Bir de gıda enflasyonuna bakalım; gıda enflasyonunda son 12 ay itibarıyla artış %1,27 olurken yıllık ortalama artış % 7,80 olarak hesaplandı. 4 kişilik bir ailede bir yetişkinin harcaması (erkek) 390 TL, (kadın) 285 TL (genç) 420 TL ve (çocuk) 267 TL, toplam bin 362 TL açlık sınırı.. Yoksulluk sınırı varsayım olarak gıda harcamalarının toplam tüketim harcamaları içindeki payı yüzde 30,70'i.
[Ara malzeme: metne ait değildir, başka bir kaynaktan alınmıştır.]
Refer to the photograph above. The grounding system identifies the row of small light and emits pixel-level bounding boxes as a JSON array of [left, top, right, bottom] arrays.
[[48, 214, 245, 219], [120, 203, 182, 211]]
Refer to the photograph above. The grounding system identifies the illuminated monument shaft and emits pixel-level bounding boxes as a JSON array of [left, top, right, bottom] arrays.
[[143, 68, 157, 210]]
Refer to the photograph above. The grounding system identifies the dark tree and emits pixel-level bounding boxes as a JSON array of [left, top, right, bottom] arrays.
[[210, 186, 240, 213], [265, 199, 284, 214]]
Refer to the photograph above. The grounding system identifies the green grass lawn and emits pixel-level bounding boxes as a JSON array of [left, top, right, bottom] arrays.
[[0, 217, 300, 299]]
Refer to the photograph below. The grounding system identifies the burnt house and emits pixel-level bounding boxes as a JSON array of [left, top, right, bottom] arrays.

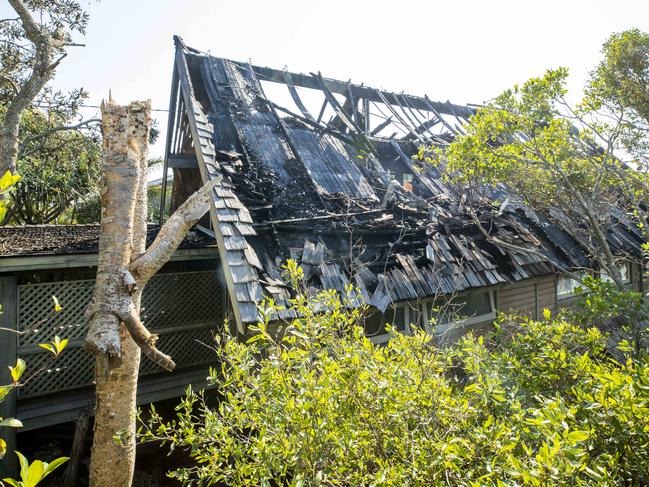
[[161, 37, 642, 341], [0, 38, 644, 452]]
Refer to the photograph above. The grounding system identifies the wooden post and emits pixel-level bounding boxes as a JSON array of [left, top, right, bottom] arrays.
[[0, 277, 18, 478], [63, 410, 90, 487]]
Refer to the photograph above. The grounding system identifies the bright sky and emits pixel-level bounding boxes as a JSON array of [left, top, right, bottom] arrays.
[[0, 0, 649, 156]]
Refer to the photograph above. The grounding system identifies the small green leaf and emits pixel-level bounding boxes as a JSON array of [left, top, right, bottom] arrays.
[[38, 343, 56, 355], [9, 358, 27, 384], [52, 295, 63, 313], [566, 430, 590, 442], [0, 384, 14, 402]]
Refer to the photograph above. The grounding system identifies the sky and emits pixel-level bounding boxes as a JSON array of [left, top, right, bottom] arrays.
[[0, 0, 649, 156]]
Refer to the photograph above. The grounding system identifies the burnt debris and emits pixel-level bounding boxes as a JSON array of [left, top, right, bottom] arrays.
[[163, 38, 640, 329]]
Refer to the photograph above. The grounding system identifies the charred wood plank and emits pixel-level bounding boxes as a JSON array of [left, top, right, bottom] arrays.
[[284, 71, 315, 122], [252, 66, 475, 117]]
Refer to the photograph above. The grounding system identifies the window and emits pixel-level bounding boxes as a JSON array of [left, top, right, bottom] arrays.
[[600, 262, 631, 284], [403, 173, 414, 193], [423, 291, 496, 325], [557, 272, 586, 299], [385, 305, 406, 331]]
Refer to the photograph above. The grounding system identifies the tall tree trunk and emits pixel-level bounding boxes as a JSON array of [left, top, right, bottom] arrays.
[[90, 102, 151, 486], [86, 101, 215, 487], [0, 0, 58, 175]]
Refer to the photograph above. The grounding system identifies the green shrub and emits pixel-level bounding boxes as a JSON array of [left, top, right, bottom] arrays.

Yoksulluk sınırını bu oranın çok üzerinde hane halkın toplam harcamasının %30'u olduğuna göre yüzde 100’ü 4 bin 435 lira oluyor gibi desteklenmeyen bir mantığa dayalı olmayan hesap türü. Diğer taraftan da enflasyonda eklersek bu rakamlar yine yükselmiş oluyor.